When I received Giddins’ book Warning Shadows, I thought I would read one or two pieces and then put it down, but it was very, very hard to put it down; and that is because Giddins writes so far inside his knowledge of and response to film that the reader is taken from his own world to the changing world in the book. Giddins summarizes film history, and shares its sparkling jewels: Lubitsch presented an ideal and witty society, and his films were capable of social criticism; and the details that Giddins provides—as of the comically false suicide of a wife who wants to gain her husband’s sympathy in The Love Parade—are evidence for why describing narration or plot can be very effective in film criticism (39).

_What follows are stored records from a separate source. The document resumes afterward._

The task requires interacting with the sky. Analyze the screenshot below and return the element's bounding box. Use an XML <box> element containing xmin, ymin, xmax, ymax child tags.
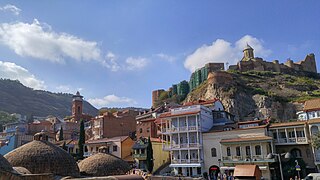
<box><xmin>0</xmin><ymin>0</ymin><xmax>320</xmax><ymax>108</ymax></box>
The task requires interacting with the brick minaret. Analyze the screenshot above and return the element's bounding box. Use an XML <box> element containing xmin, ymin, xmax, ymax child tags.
<box><xmin>72</xmin><ymin>91</ymin><xmax>83</xmax><ymax>122</ymax></box>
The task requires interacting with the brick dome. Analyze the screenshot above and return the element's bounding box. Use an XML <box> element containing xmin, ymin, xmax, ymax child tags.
<box><xmin>4</xmin><ymin>136</ymin><xmax>79</xmax><ymax>176</ymax></box>
<box><xmin>79</xmin><ymin>153</ymin><xmax>130</xmax><ymax>176</ymax></box>
<box><xmin>0</xmin><ymin>154</ymin><xmax>13</xmax><ymax>171</ymax></box>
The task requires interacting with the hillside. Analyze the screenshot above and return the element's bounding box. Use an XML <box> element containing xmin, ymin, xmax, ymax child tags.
<box><xmin>0</xmin><ymin>79</ymin><xmax>98</xmax><ymax>118</ymax></box>
<box><xmin>185</xmin><ymin>71</ymin><xmax>320</xmax><ymax>121</ymax></box>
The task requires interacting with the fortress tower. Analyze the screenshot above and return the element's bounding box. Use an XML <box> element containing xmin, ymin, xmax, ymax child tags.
<box><xmin>72</xmin><ymin>91</ymin><xmax>83</xmax><ymax>122</ymax></box>
<box><xmin>241</xmin><ymin>44</ymin><xmax>254</xmax><ymax>61</ymax></box>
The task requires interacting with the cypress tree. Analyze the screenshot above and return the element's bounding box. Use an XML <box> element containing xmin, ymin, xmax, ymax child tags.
<box><xmin>146</xmin><ymin>136</ymin><xmax>154</xmax><ymax>173</ymax></box>
<box><xmin>78</xmin><ymin>120</ymin><xmax>85</xmax><ymax>159</ymax></box>
<box><xmin>58</xmin><ymin>126</ymin><xmax>63</xmax><ymax>141</ymax></box>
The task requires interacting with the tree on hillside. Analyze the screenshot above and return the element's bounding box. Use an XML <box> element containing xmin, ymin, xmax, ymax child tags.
<box><xmin>0</xmin><ymin>111</ymin><xmax>18</xmax><ymax>132</ymax></box>
<box><xmin>58</xmin><ymin>126</ymin><xmax>63</xmax><ymax>141</ymax></box>
<box><xmin>146</xmin><ymin>136</ymin><xmax>154</xmax><ymax>173</ymax></box>
<box><xmin>78</xmin><ymin>120</ymin><xmax>85</xmax><ymax>159</ymax></box>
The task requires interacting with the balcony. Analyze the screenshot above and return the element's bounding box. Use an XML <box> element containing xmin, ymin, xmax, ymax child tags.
<box><xmin>171</xmin><ymin>159</ymin><xmax>202</xmax><ymax>164</ymax></box>
<box><xmin>162</xmin><ymin>143</ymin><xmax>202</xmax><ymax>151</ymax></box>
<box><xmin>132</xmin><ymin>154</ymin><xmax>147</xmax><ymax>160</ymax></box>
<box><xmin>222</xmin><ymin>155</ymin><xmax>275</xmax><ymax>163</ymax></box>
<box><xmin>275</xmin><ymin>137</ymin><xmax>308</xmax><ymax>145</ymax></box>
<box><xmin>161</xmin><ymin>126</ymin><xmax>197</xmax><ymax>134</ymax></box>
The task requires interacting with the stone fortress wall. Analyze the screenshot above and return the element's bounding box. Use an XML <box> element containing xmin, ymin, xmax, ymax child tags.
<box><xmin>229</xmin><ymin>45</ymin><xmax>317</xmax><ymax>73</ymax></box>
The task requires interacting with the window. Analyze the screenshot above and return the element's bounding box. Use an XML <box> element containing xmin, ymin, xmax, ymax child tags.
<box><xmin>306</xmin><ymin>148</ymin><xmax>311</xmax><ymax>158</ymax></box>
<box><xmin>227</xmin><ymin>147</ymin><xmax>231</xmax><ymax>156</ymax></box>
<box><xmin>273</xmin><ymin>132</ymin><xmax>278</xmax><ymax>139</ymax></box>
<box><xmin>236</xmin><ymin>146</ymin><xmax>241</xmax><ymax>156</ymax></box>
<box><xmin>297</xmin><ymin>131</ymin><xmax>305</xmax><ymax>137</ymax></box>
<box><xmin>211</xmin><ymin>148</ymin><xmax>217</xmax><ymax>157</ymax></box>
<box><xmin>255</xmin><ymin>145</ymin><xmax>261</xmax><ymax>155</ymax></box>
<box><xmin>290</xmin><ymin>148</ymin><xmax>302</xmax><ymax>158</ymax></box>
<box><xmin>246</xmin><ymin>146</ymin><xmax>251</xmax><ymax>156</ymax></box>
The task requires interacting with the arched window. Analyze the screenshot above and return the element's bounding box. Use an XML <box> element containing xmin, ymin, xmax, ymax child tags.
<box><xmin>311</xmin><ymin>126</ymin><xmax>319</xmax><ymax>135</ymax></box>
<box><xmin>290</xmin><ymin>148</ymin><xmax>302</xmax><ymax>158</ymax></box>
<box><xmin>236</xmin><ymin>146</ymin><xmax>241</xmax><ymax>156</ymax></box>
<box><xmin>254</xmin><ymin>145</ymin><xmax>261</xmax><ymax>155</ymax></box>
<box><xmin>227</xmin><ymin>147</ymin><xmax>231</xmax><ymax>156</ymax></box>
<box><xmin>211</xmin><ymin>148</ymin><xmax>217</xmax><ymax>157</ymax></box>
<box><xmin>246</xmin><ymin>146</ymin><xmax>251</xmax><ymax>156</ymax></box>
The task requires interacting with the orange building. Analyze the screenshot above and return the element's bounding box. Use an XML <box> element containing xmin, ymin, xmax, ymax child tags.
<box><xmin>91</xmin><ymin>110</ymin><xmax>138</xmax><ymax>139</ymax></box>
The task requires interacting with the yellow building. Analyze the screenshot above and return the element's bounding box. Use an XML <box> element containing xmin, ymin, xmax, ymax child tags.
<box><xmin>132</xmin><ymin>138</ymin><xmax>170</xmax><ymax>172</ymax></box>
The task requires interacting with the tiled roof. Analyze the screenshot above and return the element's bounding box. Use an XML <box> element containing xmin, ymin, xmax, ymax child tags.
<box><xmin>303</xmin><ymin>98</ymin><xmax>320</xmax><ymax>111</ymax></box>
<box><xmin>86</xmin><ymin>136</ymin><xmax>129</xmax><ymax>144</ymax></box>
<box><xmin>270</xmin><ymin>121</ymin><xmax>306</xmax><ymax>128</ymax></box>
<box><xmin>220</xmin><ymin>136</ymin><xmax>272</xmax><ymax>143</ymax></box>
<box><xmin>183</xmin><ymin>98</ymin><xmax>219</xmax><ymax>106</ymax></box>
<box><xmin>308</xmin><ymin>118</ymin><xmax>320</xmax><ymax>124</ymax></box>
<box><xmin>159</xmin><ymin>111</ymin><xmax>200</xmax><ymax>118</ymax></box>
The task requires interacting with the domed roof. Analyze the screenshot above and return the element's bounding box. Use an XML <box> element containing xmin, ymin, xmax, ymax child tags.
<box><xmin>78</xmin><ymin>153</ymin><xmax>130</xmax><ymax>176</ymax></box>
<box><xmin>0</xmin><ymin>154</ymin><xmax>13</xmax><ymax>171</ymax></box>
<box><xmin>243</xmin><ymin>43</ymin><xmax>253</xmax><ymax>51</ymax></box>
<box><xmin>4</xmin><ymin>140</ymin><xmax>79</xmax><ymax>176</ymax></box>
<box><xmin>207</xmin><ymin>72</ymin><xmax>214</xmax><ymax>79</ymax></box>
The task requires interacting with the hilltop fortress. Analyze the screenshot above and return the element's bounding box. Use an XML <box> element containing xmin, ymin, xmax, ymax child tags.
<box><xmin>229</xmin><ymin>44</ymin><xmax>317</xmax><ymax>74</ymax></box>
<box><xmin>152</xmin><ymin>44</ymin><xmax>317</xmax><ymax>107</ymax></box>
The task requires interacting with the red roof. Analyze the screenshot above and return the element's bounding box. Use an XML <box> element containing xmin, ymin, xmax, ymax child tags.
<box><xmin>86</xmin><ymin>136</ymin><xmax>129</xmax><ymax>144</ymax></box>
<box><xmin>183</xmin><ymin>98</ymin><xmax>219</xmax><ymax>106</ymax></box>
<box><xmin>303</xmin><ymin>98</ymin><xmax>320</xmax><ymax>111</ymax></box>
<box><xmin>220</xmin><ymin>136</ymin><xmax>272</xmax><ymax>143</ymax></box>
<box><xmin>159</xmin><ymin>111</ymin><xmax>200</xmax><ymax>118</ymax></box>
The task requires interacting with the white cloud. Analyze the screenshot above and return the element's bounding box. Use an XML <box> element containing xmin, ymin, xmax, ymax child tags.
<box><xmin>0</xmin><ymin>4</ymin><xmax>21</xmax><ymax>16</ymax></box>
<box><xmin>126</xmin><ymin>57</ymin><xmax>148</xmax><ymax>70</ymax></box>
<box><xmin>0</xmin><ymin>61</ymin><xmax>46</xmax><ymax>90</ymax></box>
<box><xmin>156</xmin><ymin>53</ymin><xmax>176</xmax><ymax>63</ymax></box>
<box><xmin>184</xmin><ymin>35</ymin><xmax>271</xmax><ymax>72</ymax></box>
<box><xmin>102</xmin><ymin>52</ymin><xmax>120</xmax><ymax>71</ymax></box>
<box><xmin>88</xmin><ymin>94</ymin><xmax>137</xmax><ymax>107</ymax></box>
<box><xmin>56</xmin><ymin>85</ymin><xmax>83</xmax><ymax>94</ymax></box>
<box><xmin>0</xmin><ymin>19</ymin><xmax>101</xmax><ymax>63</ymax></box>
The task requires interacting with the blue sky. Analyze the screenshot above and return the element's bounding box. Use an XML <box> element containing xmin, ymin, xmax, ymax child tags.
<box><xmin>0</xmin><ymin>0</ymin><xmax>320</xmax><ymax>108</ymax></box>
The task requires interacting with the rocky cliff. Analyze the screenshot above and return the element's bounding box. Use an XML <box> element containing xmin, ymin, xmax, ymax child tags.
<box><xmin>185</xmin><ymin>71</ymin><xmax>320</xmax><ymax>121</ymax></box>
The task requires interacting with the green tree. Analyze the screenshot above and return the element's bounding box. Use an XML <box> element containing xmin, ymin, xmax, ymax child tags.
<box><xmin>146</xmin><ymin>136</ymin><xmax>154</xmax><ymax>173</ymax></box>
<box><xmin>78</xmin><ymin>120</ymin><xmax>85</xmax><ymax>159</ymax></box>
<box><xmin>58</xmin><ymin>126</ymin><xmax>63</xmax><ymax>141</ymax></box>
<box><xmin>62</xmin><ymin>141</ymin><xmax>68</xmax><ymax>151</ymax></box>
<box><xmin>0</xmin><ymin>111</ymin><xmax>18</xmax><ymax>132</ymax></box>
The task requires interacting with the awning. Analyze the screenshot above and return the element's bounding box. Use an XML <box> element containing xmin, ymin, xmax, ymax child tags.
<box><xmin>220</xmin><ymin>166</ymin><xmax>268</xmax><ymax>171</ymax></box>
<box><xmin>220</xmin><ymin>166</ymin><xmax>234</xmax><ymax>170</ymax></box>
<box><xmin>169</xmin><ymin>164</ymin><xmax>201</xmax><ymax>167</ymax></box>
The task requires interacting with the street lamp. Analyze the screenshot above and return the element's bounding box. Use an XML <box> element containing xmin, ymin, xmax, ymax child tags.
<box><xmin>267</xmin><ymin>152</ymin><xmax>291</xmax><ymax>180</ymax></box>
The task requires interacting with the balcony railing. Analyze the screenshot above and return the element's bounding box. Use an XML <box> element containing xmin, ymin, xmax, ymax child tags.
<box><xmin>132</xmin><ymin>154</ymin><xmax>147</xmax><ymax>159</ymax></box>
<box><xmin>222</xmin><ymin>155</ymin><xmax>275</xmax><ymax>163</ymax></box>
<box><xmin>275</xmin><ymin>137</ymin><xmax>308</xmax><ymax>144</ymax></box>
<box><xmin>161</xmin><ymin>126</ymin><xmax>197</xmax><ymax>133</ymax></box>
<box><xmin>162</xmin><ymin>143</ymin><xmax>201</xmax><ymax>150</ymax></box>
<box><xmin>171</xmin><ymin>159</ymin><xmax>202</xmax><ymax>164</ymax></box>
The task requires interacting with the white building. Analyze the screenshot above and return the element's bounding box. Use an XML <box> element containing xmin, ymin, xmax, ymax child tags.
<box><xmin>160</xmin><ymin>100</ymin><xmax>228</xmax><ymax>176</ymax></box>
<box><xmin>297</xmin><ymin>98</ymin><xmax>320</xmax><ymax>120</ymax></box>
<box><xmin>203</xmin><ymin>121</ymin><xmax>275</xmax><ymax>179</ymax></box>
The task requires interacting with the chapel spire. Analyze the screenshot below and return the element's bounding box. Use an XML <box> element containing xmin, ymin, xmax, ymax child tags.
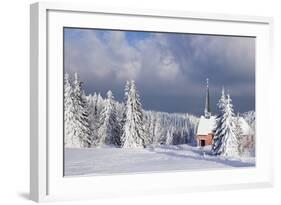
<box><xmin>204</xmin><ymin>78</ymin><xmax>211</xmax><ymax>118</ymax></box>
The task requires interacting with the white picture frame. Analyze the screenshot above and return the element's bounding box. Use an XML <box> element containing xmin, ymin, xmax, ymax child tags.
<box><xmin>30</xmin><ymin>2</ymin><xmax>273</xmax><ymax>202</ymax></box>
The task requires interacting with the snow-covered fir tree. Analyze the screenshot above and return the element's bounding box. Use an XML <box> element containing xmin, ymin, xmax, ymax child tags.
<box><xmin>99</xmin><ymin>90</ymin><xmax>121</xmax><ymax>146</ymax></box>
<box><xmin>221</xmin><ymin>94</ymin><xmax>239</xmax><ymax>157</ymax></box>
<box><xmin>64</xmin><ymin>74</ymin><xmax>77</xmax><ymax>147</ymax></box>
<box><xmin>166</xmin><ymin>127</ymin><xmax>174</xmax><ymax>145</ymax></box>
<box><xmin>73</xmin><ymin>73</ymin><xmax>92</xmax><ymax>147</ymax></box>
<box><xmin>212</xmin><ymin>88</ymin><xmax>226</xmax><ymax>155</ymax></box>
<box><xmin>153</xmin><ymin>118</ymin><xmax>167</xmax><ymax>144</ymax></box>
<box><xmin>234</xmin><ymin>113</ymin><xmax>244</xmax><ymax>155</ymax></box>
<box><xmin>212</xmin><ymin>94</ymin><xmax>239</xmax><ymax>157</ymax></box>
<box><xmin>121</xmin><ymin>81</ymin><xmax>149</xmax><ymax>148</ymax></box>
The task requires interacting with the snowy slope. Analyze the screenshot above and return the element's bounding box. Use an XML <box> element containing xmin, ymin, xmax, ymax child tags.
<box><xmin>65</xmin><ymin>144</ymin><xmax>255</xmax><ymax>176</ymax></box>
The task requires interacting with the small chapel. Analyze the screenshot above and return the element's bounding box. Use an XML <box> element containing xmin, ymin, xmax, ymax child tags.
<box><xmin>196</xmin><ymin>78</ymin><xmax>254</xmax><ymax>147</ymax></box>
<box><xmin>196</xmin><ymin>78</ymin><xmax>216</xmax><ymax>147</ymax></box>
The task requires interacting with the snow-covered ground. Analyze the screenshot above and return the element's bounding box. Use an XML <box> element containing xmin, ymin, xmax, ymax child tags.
<box><xmin>65</xmin><ymin>144</ymin><xmax>255</xmax><ymax>176</ymax></box>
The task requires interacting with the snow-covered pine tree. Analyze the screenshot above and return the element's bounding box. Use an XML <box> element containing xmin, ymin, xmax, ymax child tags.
<box><xmin>166</xmin><ymin>127</ymin><xmax>174</xmax><ymax>145</ymax></box>
<box><xmin>121</xmin><ymin>81</ymin><xmax>149</xmax><ymax>148</ymax></box>
<box><xmin>86</xmin><ymin>93</ymin><xmax>99</xmax><ymax>147</ymax></box>
<box><xmin>121</xmin><ymin>80</ymin><xmax>131</xmax><ymax>140</ymax></box>
<box><xmin>64</xmin><ymin>73</ymin><xmax>77</xmax><ymax>147</ymax></box>
<box><xmin>153</xmin><ymin>118</ymin><xmax>167</xmax><ymax>144</ymax></box>
<box><xmin>99</xmin><ymin>90</ymin><xmax>121</xmax><ymax>147</ymax></box>
<box><xmin>219</xmin><ymin>94</ymin><xmax>239</xmax><ymax>157</ymax></box>
<box><xmin>234</xmin><ymin>113</ymin><xmax>244</xmax><ymax>155</ymax></box>
<box><xmin>211</xmin><ymin>88</ymin><xmax>226</xmax><ymax>155</ymax></box>
<box><xmin>73</xmin><ymin>73</ymin><xmax>92</xmax><ymax>147</ymax></box>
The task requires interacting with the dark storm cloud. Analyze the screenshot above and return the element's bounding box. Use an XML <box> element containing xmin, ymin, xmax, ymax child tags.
<box><xmin>65</xmin><ymin>29</ymin><xmax>255</xmax><ymax>115</ymax></box>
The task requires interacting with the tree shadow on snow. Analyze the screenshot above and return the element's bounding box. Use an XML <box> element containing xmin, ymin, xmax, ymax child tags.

While I do not agree with all of the judgments of Gary Giddins as a film critic (or a music critic), it is easy to respect the view of a critic who knows that there is more at stake than money and popularity with art, that art makes available to us human knowledge and understanding of virtues and vices and allows some necessary confirmations to take place—but that these things are not pure. “In Kurosawa’s work, the Olympian view predominates, whether the subject is as large as war and kingly succession or as pitiful as modern man caught in the labyrinth of urban blight. He knows that all we need to know of Achilles is that he is proud, not how he got that way. Pride dominates the human condition, generating action, whereas motive is conjectural, generating contemplation, which isn’t nearly as cinematic,” writes Giddins (106-107). For Kurosawa, there is both heroism and corruption, as there is for us.
In these two books, The New Yorker Theater: And Other Scenes from a Life at the Movies by Toby Talbot and Warning Shadows: Home Alone with Classic Cinema by Gary Giddins, the much lamented world of classic cinema, domestic and international, is given all the tribute a sane film lover could require. Of course, movie love is often quite mad.